There's a man from Budapest who bags groceries at my local Whole Foods. His name is Jan (Sounds like Yaan.) Always friendly. Always smiles. He comments on the weather by using words you use to describe food: "what a delicious day" he might say if it has been sunny all day. (I'm usually shopping in the evening, after sundown.) Is this intentional? Food store. "Delicious day." I'm not sure. He also always uses the expression "my pleasure" after people thank him for bagging their groceries. And he says it with such relish! (Sorry! Couldn't help myself.) But the way he says "my pleasure" convinces you that it has been his pleasure to figure out the best way to place your groceries in that bag so that no harm comes to the tomatoes.

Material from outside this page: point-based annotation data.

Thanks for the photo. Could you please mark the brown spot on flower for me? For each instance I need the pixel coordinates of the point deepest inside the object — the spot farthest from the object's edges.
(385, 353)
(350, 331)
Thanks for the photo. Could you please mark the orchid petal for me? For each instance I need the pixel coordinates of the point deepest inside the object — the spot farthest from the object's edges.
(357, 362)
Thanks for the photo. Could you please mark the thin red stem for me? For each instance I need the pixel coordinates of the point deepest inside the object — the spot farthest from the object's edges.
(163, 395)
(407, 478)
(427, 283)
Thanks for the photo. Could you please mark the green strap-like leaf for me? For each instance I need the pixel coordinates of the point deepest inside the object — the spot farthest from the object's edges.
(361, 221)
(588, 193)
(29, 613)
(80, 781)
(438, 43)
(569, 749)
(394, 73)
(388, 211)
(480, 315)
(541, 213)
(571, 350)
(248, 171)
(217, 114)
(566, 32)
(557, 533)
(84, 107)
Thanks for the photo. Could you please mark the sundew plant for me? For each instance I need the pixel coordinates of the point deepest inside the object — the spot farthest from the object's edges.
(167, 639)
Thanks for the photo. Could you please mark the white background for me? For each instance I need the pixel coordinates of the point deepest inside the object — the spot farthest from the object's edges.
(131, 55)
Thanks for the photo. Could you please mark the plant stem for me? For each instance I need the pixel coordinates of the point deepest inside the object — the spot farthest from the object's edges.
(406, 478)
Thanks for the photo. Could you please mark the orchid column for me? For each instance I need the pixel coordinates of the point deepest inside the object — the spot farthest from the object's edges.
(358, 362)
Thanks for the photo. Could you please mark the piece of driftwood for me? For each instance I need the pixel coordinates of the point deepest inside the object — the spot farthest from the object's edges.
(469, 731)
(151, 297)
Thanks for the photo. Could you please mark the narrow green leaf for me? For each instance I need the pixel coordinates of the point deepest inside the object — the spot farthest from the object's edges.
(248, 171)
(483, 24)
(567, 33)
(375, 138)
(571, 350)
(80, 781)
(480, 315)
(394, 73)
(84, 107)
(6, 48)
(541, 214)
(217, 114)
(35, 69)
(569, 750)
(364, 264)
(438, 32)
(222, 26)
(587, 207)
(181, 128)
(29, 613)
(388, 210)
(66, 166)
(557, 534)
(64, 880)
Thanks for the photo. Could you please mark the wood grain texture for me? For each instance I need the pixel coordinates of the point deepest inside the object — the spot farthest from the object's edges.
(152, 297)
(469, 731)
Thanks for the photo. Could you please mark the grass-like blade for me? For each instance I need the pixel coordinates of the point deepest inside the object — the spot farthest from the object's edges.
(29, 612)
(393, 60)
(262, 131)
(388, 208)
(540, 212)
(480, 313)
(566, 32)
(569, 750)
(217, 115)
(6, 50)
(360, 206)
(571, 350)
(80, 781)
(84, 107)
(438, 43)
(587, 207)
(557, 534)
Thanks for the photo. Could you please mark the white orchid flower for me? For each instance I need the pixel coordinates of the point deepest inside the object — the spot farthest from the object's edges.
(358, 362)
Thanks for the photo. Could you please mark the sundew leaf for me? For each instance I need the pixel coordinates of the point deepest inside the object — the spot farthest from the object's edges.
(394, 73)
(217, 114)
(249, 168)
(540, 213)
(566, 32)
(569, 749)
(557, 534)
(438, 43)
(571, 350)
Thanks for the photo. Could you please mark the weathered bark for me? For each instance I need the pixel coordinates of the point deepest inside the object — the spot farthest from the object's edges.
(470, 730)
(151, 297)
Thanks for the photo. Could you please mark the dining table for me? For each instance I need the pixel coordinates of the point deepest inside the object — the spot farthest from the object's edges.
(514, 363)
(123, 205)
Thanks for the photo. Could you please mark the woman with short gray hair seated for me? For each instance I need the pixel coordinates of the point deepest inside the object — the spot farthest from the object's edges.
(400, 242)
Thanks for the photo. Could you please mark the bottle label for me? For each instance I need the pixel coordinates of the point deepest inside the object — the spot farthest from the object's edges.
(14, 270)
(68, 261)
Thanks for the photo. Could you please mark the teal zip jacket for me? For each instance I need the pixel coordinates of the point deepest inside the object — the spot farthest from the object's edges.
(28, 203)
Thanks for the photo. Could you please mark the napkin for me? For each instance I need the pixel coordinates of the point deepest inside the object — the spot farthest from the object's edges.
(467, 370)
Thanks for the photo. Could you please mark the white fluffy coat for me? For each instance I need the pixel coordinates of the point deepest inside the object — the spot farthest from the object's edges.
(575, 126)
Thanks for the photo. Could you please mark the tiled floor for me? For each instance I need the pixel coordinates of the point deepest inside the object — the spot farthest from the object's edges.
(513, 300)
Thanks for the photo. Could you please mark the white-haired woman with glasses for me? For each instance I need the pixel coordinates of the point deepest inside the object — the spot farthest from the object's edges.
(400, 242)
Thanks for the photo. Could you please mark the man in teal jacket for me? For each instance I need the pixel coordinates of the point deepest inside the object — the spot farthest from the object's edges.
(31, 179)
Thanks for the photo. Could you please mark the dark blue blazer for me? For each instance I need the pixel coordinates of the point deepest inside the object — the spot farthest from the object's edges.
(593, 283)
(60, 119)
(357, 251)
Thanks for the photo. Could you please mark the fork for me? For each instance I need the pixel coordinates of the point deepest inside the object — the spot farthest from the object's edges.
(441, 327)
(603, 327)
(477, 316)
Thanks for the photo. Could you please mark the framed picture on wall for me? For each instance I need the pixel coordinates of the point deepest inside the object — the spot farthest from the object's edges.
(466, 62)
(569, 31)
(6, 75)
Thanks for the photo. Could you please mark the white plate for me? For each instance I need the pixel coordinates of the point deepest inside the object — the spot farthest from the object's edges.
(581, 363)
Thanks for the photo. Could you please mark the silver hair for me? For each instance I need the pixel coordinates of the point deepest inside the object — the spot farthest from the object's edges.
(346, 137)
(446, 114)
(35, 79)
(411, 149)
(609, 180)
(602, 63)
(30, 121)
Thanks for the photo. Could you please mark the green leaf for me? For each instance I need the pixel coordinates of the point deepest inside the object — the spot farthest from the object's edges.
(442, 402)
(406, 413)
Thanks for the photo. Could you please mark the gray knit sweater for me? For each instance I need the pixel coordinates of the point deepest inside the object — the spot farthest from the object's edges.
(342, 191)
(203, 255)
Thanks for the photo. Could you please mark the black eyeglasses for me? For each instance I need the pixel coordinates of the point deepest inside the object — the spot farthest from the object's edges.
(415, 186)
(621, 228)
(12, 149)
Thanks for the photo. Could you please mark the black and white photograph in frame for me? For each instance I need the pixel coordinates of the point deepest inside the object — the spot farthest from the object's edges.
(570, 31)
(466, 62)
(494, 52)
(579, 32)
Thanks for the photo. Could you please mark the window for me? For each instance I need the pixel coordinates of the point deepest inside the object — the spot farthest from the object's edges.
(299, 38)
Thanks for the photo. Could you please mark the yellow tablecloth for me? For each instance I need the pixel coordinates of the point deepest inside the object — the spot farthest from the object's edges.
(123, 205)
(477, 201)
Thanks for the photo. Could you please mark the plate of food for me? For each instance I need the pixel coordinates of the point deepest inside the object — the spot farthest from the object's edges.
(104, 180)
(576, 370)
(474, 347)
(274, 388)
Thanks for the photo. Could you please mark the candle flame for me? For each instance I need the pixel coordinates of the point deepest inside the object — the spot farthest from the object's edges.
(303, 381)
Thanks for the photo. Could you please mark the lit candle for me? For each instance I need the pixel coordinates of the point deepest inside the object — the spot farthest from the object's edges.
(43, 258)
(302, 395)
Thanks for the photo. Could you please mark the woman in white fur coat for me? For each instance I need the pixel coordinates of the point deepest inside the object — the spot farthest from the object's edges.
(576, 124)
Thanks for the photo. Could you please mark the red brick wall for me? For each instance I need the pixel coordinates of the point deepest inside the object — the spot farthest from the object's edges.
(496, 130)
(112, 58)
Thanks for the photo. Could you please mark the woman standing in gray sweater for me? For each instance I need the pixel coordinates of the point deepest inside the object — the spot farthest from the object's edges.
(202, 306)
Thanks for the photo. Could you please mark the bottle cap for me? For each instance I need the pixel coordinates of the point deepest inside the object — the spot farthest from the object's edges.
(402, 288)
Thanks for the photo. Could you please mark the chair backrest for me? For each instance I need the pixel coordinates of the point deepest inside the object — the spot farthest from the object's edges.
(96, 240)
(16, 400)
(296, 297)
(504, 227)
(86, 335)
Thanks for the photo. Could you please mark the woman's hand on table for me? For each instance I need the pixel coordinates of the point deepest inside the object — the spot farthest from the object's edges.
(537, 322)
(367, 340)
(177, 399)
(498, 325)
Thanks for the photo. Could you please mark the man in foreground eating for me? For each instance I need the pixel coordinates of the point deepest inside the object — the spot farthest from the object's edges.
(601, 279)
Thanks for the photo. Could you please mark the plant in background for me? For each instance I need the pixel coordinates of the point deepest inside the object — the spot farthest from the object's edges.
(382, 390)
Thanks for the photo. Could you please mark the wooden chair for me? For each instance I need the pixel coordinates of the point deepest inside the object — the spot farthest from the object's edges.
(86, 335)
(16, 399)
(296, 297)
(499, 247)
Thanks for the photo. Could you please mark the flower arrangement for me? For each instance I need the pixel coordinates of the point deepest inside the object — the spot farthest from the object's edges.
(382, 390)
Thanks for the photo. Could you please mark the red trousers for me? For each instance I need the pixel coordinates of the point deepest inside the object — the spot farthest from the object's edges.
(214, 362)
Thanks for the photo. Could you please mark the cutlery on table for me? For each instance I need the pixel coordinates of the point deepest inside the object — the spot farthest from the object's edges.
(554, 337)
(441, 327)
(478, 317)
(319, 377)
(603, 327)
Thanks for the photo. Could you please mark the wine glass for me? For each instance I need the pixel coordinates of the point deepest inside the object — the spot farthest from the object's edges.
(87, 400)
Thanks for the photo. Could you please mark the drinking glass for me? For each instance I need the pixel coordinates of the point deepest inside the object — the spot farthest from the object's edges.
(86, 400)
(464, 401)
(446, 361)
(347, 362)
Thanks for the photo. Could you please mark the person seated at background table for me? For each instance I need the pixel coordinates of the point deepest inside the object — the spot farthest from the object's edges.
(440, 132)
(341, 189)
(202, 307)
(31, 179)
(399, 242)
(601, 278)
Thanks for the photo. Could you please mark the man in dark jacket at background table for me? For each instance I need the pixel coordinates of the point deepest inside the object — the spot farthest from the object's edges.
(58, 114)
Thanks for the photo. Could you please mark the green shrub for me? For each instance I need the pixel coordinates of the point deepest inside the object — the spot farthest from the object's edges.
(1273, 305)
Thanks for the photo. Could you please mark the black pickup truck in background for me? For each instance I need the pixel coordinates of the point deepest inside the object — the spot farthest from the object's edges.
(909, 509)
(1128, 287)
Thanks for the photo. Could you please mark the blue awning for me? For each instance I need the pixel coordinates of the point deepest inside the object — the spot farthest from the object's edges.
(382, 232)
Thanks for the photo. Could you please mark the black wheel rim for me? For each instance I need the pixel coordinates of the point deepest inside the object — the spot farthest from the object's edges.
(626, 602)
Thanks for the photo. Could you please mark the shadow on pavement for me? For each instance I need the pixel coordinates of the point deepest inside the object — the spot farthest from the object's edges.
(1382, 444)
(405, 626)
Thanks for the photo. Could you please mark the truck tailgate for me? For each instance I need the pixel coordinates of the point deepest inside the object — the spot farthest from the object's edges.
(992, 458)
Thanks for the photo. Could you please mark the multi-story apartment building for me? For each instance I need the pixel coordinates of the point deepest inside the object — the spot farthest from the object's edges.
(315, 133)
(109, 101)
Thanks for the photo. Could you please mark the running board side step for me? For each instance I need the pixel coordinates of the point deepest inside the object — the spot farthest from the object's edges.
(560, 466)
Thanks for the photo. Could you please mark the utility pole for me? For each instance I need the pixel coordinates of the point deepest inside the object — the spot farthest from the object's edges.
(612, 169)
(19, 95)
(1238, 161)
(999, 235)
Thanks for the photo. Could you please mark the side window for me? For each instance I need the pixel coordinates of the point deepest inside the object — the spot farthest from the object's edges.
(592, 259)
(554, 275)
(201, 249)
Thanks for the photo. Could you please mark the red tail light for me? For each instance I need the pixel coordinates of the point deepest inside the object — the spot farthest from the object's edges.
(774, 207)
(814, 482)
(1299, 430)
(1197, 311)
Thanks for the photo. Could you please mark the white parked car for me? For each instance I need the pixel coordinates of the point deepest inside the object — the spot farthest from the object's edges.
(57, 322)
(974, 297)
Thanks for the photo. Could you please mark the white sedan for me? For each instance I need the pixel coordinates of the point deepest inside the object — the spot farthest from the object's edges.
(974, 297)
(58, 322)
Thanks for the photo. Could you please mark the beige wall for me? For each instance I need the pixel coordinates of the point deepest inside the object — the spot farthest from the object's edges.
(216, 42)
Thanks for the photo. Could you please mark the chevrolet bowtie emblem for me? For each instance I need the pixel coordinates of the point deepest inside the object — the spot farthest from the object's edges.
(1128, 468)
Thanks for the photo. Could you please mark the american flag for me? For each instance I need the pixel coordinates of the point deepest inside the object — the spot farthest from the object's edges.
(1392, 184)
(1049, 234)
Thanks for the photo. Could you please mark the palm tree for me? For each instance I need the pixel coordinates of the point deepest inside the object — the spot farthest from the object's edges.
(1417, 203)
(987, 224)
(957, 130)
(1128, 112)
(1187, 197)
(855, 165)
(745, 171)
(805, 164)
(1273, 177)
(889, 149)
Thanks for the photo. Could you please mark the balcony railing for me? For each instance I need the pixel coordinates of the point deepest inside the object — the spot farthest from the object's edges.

I have found myself saying "my pleasure" instead of "you're welcome" when someone thanks me for something I have done. 'My pleasure' has so much more power than 'you're welcome.' Just the act of saying 'my pleasure' is pleasurable. And just saying those two words reinforces the fact that you did have pleasure in helping this other person. And it makes you want to help people more so you can say "my pleasure!" more often. "You're welcome" has none of that power. I'm amazed at the difference in the two phrases that at least outwardly seem to convey the same meaning.
Recently got an email back from a friend who I had thanked for something. She responded with: "My pleasure." I loved that. Maybe this is catching on? Or have I just been missing something for a long time?